Dear Annie: An old friend is judging me without getting my side of the story

Dear Annie: I have known one of my friends, “Pam,” for more than 50 years, and at times she has been a very good friend. She and her husband introduced me to my now-ex-husband and were both in my wedding party.

Last year, I had a disagreement with a mutual friend, “Sharon.” Quite frankly, I thought Sharon was in the wrong, but I decided her friendship was more important than who was right and who was wrong. I apologized to Sharon and took the blame.

When we all had our 50th high school reunion recently, Pam hung out with Sharon and only briefly said hello to me, though her husband came over to talk to me.

More recently, she sent me an email saying that my ex-husband had come to visit her husband and her. She said that he looked badly, and he told her that my children have not been there for him, which is not the truth. She told me I should speak with my adult children and tell them to visit him more.
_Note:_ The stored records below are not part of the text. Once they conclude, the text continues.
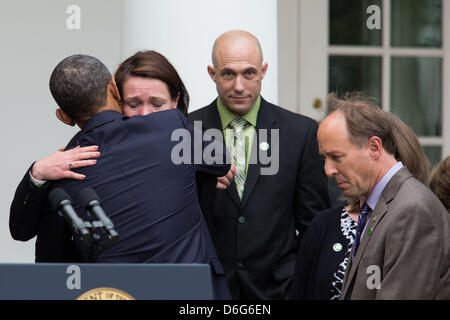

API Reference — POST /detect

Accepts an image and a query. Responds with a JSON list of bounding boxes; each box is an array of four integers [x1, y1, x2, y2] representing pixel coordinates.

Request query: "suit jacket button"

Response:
[[237, 262, 245, 270], [23, 194, 30, 206], [238, 216, 247, 224]]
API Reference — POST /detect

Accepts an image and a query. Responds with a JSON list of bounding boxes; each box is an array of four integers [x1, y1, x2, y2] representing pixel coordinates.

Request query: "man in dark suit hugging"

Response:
[[11, 54, 232, 299]]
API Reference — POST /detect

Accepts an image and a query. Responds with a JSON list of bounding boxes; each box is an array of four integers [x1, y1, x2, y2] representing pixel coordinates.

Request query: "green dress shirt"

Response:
[[217, 96, 261, 180]]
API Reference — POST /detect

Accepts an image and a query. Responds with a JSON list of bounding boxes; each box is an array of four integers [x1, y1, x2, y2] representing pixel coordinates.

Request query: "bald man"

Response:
[[189, 30, 330, 299]]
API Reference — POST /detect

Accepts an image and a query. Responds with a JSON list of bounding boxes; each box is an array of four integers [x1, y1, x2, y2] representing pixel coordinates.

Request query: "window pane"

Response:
[[391, 0, 442, 47], [330, 0, 382, 46], [423, 146, 442, 168], [391, 57, 442, 136], [329, 56, 382, 106]]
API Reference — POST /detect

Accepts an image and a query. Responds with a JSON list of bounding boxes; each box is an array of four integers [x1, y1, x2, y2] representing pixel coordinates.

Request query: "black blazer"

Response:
[[189, 97, 330, 299], [10, 109, 232, 300], [10, 165, 83, 263]]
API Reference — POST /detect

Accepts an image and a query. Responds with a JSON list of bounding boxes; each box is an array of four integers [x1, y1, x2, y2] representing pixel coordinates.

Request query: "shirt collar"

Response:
[[83, 110, 124, 132], [217, 96, 261, 130], [366, 162, 404, 210]]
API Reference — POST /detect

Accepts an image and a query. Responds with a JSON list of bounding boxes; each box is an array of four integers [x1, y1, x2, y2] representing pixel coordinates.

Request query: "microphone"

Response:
[[77, 188, 119, 242], [48, 188, 92, 244]]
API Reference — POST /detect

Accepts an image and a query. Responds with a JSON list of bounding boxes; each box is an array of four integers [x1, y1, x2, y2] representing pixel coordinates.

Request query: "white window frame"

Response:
[[277, 0, 450, 158]]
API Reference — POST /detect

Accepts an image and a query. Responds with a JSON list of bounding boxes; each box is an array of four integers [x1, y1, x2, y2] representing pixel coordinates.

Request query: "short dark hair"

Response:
[[114, 50, 189, 117], [49, 54, 112, 122]]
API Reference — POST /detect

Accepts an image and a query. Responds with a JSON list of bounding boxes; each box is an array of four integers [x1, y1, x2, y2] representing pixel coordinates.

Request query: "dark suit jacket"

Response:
[[290, 206, 352, 300], [342, 167, 450, 299], [10, 109, 231, 300], [10, 165, 83, 262], [189, 97, 330, 299]]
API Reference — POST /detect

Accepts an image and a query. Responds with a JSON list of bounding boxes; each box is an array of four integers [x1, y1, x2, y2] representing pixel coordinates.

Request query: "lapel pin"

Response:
[[372, 217, 377, 222], [367, 227, 373, 237], [259, 142, 269, 151], [333, 243, 343, 252]]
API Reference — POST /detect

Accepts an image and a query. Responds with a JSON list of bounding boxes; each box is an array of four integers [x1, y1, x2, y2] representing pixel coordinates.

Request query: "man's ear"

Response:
[[368, 136, 383, 160], [109, 78, 121, 103], [55, 109, 76, 126], [261, 62, 268, 79], [207, 65, 216, 82]]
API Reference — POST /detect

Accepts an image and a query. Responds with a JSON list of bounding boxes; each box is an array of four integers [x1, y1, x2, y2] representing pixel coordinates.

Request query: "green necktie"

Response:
[[230, 117, 247, 200]]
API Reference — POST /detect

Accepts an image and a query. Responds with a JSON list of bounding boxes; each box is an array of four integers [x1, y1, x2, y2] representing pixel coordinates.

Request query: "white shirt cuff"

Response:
[[29, 171, 47, 187]]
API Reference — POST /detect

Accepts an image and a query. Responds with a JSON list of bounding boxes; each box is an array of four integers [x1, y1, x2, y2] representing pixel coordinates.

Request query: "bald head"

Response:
[[208, 30, 268, 116], [212, 30, 264, 67]]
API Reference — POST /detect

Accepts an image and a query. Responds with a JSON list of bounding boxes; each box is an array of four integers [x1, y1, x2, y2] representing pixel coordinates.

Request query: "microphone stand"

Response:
[[50, 188, 119, 263], [69, 218, 119, 263]]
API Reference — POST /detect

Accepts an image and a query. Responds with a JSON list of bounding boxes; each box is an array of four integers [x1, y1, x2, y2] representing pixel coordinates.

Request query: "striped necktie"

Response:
[[230, 117, 247, 200], [352, 203, 370, 257]]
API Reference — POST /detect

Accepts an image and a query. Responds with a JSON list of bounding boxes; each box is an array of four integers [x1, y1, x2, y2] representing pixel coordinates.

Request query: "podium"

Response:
[[0, 263, 213, 300]]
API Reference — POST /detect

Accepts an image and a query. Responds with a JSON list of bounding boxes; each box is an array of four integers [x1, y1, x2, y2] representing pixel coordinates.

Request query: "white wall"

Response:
[[0, 0, 121, 262], [121, 0, 278, 111], [1, 0, 278, 263]]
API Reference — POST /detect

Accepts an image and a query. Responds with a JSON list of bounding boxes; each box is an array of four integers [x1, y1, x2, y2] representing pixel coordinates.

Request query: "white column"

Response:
[[121, 0, 278, 112], [298, 0, 328, 120]]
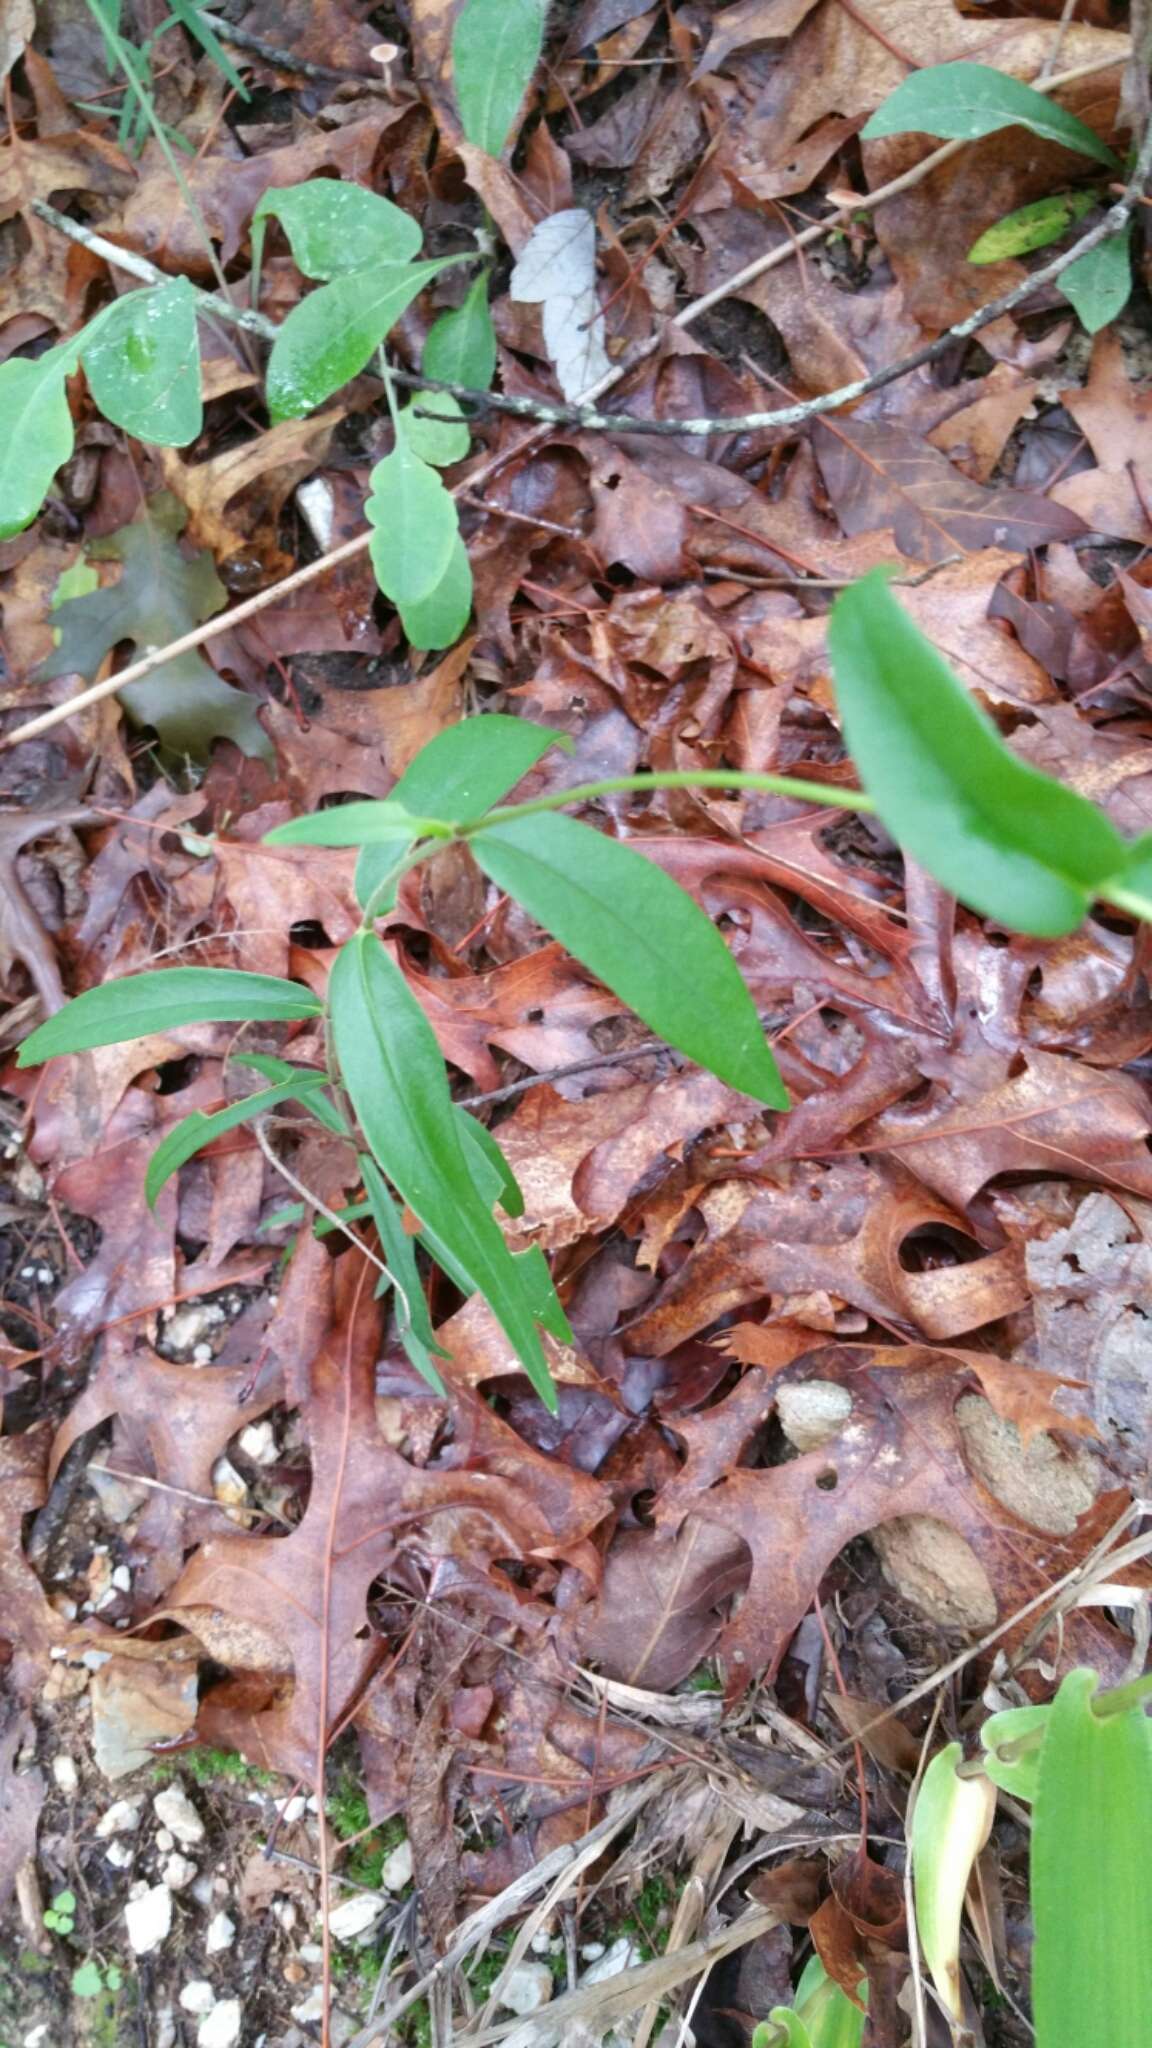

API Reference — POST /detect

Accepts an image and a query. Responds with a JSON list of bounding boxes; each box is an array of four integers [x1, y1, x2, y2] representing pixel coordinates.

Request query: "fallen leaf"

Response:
[[510, 209, 612, 401]]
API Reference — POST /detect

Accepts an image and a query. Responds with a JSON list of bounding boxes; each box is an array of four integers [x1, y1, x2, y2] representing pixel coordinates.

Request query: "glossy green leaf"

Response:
[[400, 392, 471, 466], [452, 0, 548, 156], [423, 275, 497, 392], [1032, 1669, 1152, 2047], [1059, 225, 1133, 333], [17, 968, 321, 1065], [458, 1108, 525, 1218], [366, 433, 460, 607], [251, 180, 421, 283], [828, 572, 1127, 935], [911, 1743, 996, 2025], [0, 346, 75, 540], [266, 258, 454, 421], [397, 531, 473, 651], [470, 811, 788, 1105], [264, 798, 443, 848], [329, 931, 557, 1406], [967, 190, 1093, 262], [81, 278, 203, 446], [979, 1702, 1049, 1801], [862, 61, 1118, 166], [145, 1071, 332, 1207], [355, 712, 565, 911], [360, 1152, 450, 1394]]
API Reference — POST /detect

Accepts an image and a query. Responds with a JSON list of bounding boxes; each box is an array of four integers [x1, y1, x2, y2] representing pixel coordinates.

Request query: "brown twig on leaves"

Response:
[[213, 19, 396, 86], [7, 46, 1133, 753]]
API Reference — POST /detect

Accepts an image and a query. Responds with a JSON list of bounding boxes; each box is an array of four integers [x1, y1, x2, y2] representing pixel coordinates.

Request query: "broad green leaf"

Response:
[[400, 392, 471, 467], [360, 1152, 450, 1394], [452, 0, 548, 156], [1032, 1669, 1152, 2047], [398, 531, 473, 651], [0, 346, 75, 540], [862, 61, 1118, 166], [232, 1052, 348, 1135], [17, 968, 321, 1065], [1059, 225, 1133, 333], [458, 1108, 525, 1217], [979, 1702, 1049, 1801], [81, 278, 203, 446], [423, 275, 498, 392], [470, 811, 788, 1106], [35, 492, 268, 760], [329, 931, 557, 1406], [794, 1958, 866, 2048], [355, 712, 565, 911], [264, 798, 442, 848], [366, 435, 460, 607], [911, 1743, 996, 2024], [827, 572, 1127, 935], [252, 180, 421, 283], [967, 190, 1093, 263], [145, 1071, 332, 1206], [70, 1962, 105, 2000], [266, 258, 454, 421]]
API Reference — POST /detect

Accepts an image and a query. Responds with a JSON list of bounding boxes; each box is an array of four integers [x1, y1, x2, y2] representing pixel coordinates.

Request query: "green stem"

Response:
[[358, 839, 439, 927], [460, 770, 875, 834], [1101, 885, 1152, 924]]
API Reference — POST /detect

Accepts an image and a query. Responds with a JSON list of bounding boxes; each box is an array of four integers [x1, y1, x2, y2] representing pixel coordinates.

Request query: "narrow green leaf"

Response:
[[513, 1243, 573, 1343], [232, 1053, 348, 1135], [911, 1743, 996, 2024], [366, 435, 459, 607], [329, 931, 557, 1407], [167, 0, 250, 97], [81, 278, 203, 447], [355, 712, 565, 911], [470, 811, 788, 1106], [862, 61, 1119, 166], [1032, 1669, 1152, 2046], [452, 0, 549, 156], [457, 1108, 525, 1217], [1059, 225, 1134, 332], [266, 259, 453, 421], [145, 1072, 331, 1207], [423, 276, 497, 392], [360, 1152, 450, 1394], [397, 531, 473, 652], [17, 968, 322, 1065], [0, 347, 75, 540], [252, 180, 421, 282], [827, 572, 1127, 936], [401, 392, 471, 467], [264, 798, 442, 848], [967, 190, 1093, 263]]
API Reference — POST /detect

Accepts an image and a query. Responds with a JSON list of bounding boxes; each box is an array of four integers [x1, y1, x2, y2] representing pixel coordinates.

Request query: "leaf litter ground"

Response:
[[2, 2, 1152, 2045]]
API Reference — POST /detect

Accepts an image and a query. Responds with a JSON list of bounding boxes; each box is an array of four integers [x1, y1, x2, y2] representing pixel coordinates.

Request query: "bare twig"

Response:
[[7, 45, 1132, 753], [214, 19, 395, 85]]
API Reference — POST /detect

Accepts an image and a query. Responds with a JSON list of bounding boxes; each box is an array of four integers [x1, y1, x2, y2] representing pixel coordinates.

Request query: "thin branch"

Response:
[[5, 44, 1133, 753], [215, 19, 394, 85]]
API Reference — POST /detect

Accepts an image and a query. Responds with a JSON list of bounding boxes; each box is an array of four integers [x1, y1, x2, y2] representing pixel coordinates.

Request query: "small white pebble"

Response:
[[327, 1893, 386, 1944], [580, 1942, 605, 1962], [271, 1900, 297, 1932], [297, 1943, 323, 1965], [192, 1342, 214, 1364], [531, 1931, 551, 1955], [155, 2007, 176, 2048], [106, 1840, 134, 1870], [197, 2001, 242, 2048], [155, 1828, 175, 1853], [37, 1266, 54, 1285], [125, 1883, 173, 1956], [153, 1783, 205, 1848], [111, 1564, 132, 1593], [24, 2027, 50, 2048], [380, 1838, 412, 1892], [191, 1876, 215, 1910], [205, 1910, 236, 1955], [277, 1794, 306, 1825], [179, 1982, 217, 2016], [97, 1797, 144, 1837], [238, 1421, 278, 1467], [52, 1755, 79, 1796], [498, 1962, 553, 2016], [583, 1937, 641, 1984], [164, 1853, 198, 1891]]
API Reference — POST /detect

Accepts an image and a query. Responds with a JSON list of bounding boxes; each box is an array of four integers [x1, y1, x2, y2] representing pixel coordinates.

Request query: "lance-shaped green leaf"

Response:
[[968, 190, 1093, 263], [862, 61, 1118, 166], [366, 432, 460, 608], [233, 1053, 348, 1135], [423, 275, 497, 392], [1031, 1669, 1152, 2047], [81, 278, 203, 446], [1059, 225, 1133, 333], [264, 798, 446, 849], [355, 712, 565, 912], [911, 1742, 996, 2025], [827, 572, 1127, 936], [266, 258, 454, 421], [397, 532, 473, 651], [359, 1152, 450, 1394], [469, 811, 788, 1106], [0, 345, 76, 540], [145, 1070, 334, 1206], [452, 0, 549, 156], [329, 931, 557, 1407], [458, 1108, 524, 1218], [251, 180, 421, 284], [17, 968, 322, 1065]]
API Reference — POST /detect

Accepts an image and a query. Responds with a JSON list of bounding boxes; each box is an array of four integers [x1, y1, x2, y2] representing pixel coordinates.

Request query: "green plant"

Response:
[[79, 0, 249, 156], [19, 576, 1152, 1411], [42, 1890, 76, 1936], [912, 1668, 1152, 2047], [863, 60, 1133, 332], [70, 1959, 123, 2000], [752, 1958, 865, 2048]]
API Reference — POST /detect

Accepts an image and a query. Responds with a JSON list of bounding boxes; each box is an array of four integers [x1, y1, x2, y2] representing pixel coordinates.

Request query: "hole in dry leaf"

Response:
[[814, 1468, 838, 1492], [288, 919, 331, 950], [153, 1054, 199, 1095], [898, 1226, 982, 1273]]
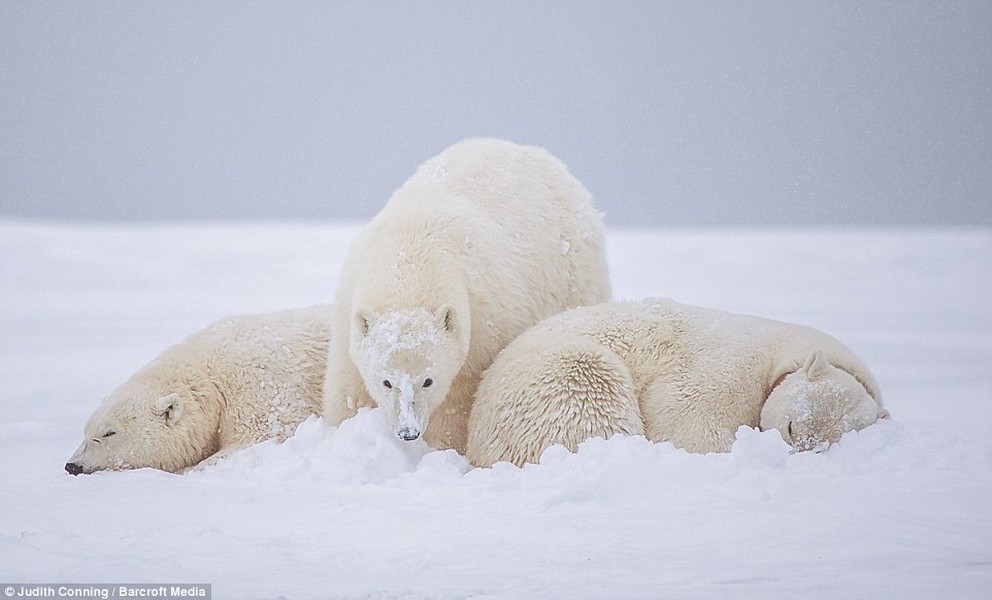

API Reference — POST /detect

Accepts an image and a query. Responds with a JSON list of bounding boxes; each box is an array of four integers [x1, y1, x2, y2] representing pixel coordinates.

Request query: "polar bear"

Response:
[[466, 299, 887, 466], [324, 138, 611, 453], [65, 305, 332, 474]]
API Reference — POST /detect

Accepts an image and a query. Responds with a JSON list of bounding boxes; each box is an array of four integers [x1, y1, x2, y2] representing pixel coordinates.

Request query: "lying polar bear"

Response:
[[65, 305, 332, 474], [466, 299, 887, 467]]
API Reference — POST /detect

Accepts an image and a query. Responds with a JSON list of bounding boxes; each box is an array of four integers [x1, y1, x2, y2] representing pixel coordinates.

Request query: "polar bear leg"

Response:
[[323, 357, 376, 426], [467, 335, 643, 467], [639, 376, 746, 454], [181, 443, 252, 473]]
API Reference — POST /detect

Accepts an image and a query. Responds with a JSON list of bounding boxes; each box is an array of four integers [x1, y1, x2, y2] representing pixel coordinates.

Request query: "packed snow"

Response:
[[1, 220, 990, 599]]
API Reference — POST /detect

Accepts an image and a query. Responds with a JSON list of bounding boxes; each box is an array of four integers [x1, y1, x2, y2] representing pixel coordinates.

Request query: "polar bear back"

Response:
[[129, 305, 332, 447], [341, 138, 610, 350], [195, 305, 331, 444], [535, 299, 878, 400]]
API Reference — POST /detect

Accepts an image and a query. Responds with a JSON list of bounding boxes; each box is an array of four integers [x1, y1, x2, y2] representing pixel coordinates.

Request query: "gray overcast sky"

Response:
[[1, 1, 990, 226]]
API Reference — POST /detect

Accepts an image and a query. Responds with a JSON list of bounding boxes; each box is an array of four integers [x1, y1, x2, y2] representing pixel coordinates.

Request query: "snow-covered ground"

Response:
[[1, 220, 990, 599]]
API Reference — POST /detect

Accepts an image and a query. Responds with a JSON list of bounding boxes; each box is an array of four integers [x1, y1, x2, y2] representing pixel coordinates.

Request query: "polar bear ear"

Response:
[[434, 304, 457, 333], [802, 349, 832, 381], [355, 310, 373, 337], [154, 393, 184, 423]]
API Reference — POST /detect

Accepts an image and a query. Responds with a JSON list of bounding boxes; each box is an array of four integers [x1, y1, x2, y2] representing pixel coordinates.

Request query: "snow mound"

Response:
[[200, 409, 471, 485]]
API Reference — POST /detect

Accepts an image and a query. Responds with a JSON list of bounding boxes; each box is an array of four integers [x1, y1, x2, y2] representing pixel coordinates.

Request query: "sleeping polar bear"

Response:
[[467, 299, 887, 467], [66, 305, 331, 474]]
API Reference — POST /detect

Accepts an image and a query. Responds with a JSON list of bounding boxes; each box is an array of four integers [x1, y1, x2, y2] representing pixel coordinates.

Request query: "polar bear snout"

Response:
[[781, 421, 829, 452], [65, 442, 93, 475], [397, 427, 421, 442]]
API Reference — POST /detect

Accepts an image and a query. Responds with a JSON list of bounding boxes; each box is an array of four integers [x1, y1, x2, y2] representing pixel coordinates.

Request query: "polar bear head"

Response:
[[760, 349, 888, 451], [65, 383, 218, 475], [351, 305, 468, 442]]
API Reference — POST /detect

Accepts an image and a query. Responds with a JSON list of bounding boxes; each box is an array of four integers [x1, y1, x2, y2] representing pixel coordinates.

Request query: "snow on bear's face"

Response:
[[760, 350, 888, 452], [351, 305, 467, 442], [66, 385, 212, 475]]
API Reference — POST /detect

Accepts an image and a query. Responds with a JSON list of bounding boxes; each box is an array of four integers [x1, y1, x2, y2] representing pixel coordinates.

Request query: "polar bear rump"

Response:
[[467, 334, 643, 468]]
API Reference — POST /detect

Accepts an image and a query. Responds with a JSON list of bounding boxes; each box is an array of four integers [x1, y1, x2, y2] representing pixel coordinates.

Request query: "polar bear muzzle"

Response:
[[396, 427, 421, 441]]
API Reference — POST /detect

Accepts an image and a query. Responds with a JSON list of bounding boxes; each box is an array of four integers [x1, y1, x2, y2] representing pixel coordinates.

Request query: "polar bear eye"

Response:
[[383, 380, 392, 389], [423, 378, 433, 388], [102, 431, 116, 438]]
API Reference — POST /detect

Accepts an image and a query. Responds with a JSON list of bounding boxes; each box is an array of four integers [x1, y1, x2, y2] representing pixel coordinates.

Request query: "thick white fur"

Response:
[[467, 299, 886, 466], [66, 305, 332, 474], [323, 138, 611, 452]]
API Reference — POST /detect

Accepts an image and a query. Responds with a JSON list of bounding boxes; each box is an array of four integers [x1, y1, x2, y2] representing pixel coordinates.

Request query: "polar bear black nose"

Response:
[[65, 462, 85, 476], [397, 428, 420, 442]]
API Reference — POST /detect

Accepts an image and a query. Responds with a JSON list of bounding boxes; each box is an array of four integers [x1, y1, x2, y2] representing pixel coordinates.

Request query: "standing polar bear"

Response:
[[66, 305, 332, 474], [467, 299, 888, 467], [324, 138, 611, 452]]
I feel that in both instances — with Sharon and my ex-husband — Pam judged me without hearing my side of the story. I would never dream of telling her that her two kids were not assisting her or her husband without knowing more. How should I handle this? — Friends Like These

Dear Friends Like These: It is inevitable that people will make assumptions and judgments about one another’s personal business. It’s petty, foolish — and utterly human. Trust yourself and your decisions and put no stock in others’ uninformed opinions of your life. You can’t manage everyone’s perception of you, and you’ll go crazy trying.

That said, you can and should tell a friend when she’s been hurtful. Share with Pam what you shared with me: You would never presume to tell her how she should manage her personal affairs, and you hope she will put herself in your shoes and see how her comments could come across as judgmental.

Dear Readers: Today’s column originally ran in 2019.